新八にとって触れ合う事は、きっと銀時でなければ意味がないのだ。
問いかけるのが銀時であれば好きも嫌いもなかった。
膝裏に銀時の手が掛かって腰が軽く持ち上がる。
「もっかい、していいか?」
ずっと銀時を咥えていた入り口はまだ完全には閉じきらず、宛がわれたそれを容易に呑み込もうとする。
「あ……あ……ぁ」
僅かの抵抗を見せて先端が潜り抜けると後は簡単だった。
尻に銀時の下生えを感じて、根元まで納められた事を知る。
「あんなの、またされたら……僕……溶けちゃいます……」
普段であれば絶対にいえないような言葉が口から自然と零れ落ちる。
心と身体を繋げあった無防備さがそうさせるのかもしれなかった。
「したら銀さんが全部舐めてやっから。

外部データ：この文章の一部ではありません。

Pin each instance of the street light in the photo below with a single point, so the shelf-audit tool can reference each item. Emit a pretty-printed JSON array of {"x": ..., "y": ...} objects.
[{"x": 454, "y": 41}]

心配すんな」
「うん……」
言葉と舌で舐め上げられて新八は安心して目を閉じる。
差し込んだ指先を優しく銀髪に絡めると肌に歯を立てられた。
ゆっくりと動き出す銀時を身体の奥で感じながら新八は、降り積もっていくこの気持ちにいつか溺れてしまうのかもしれないとぼんやり思う。
そうしてその思考はだんだんと早くなる律動に呑み込まれていった。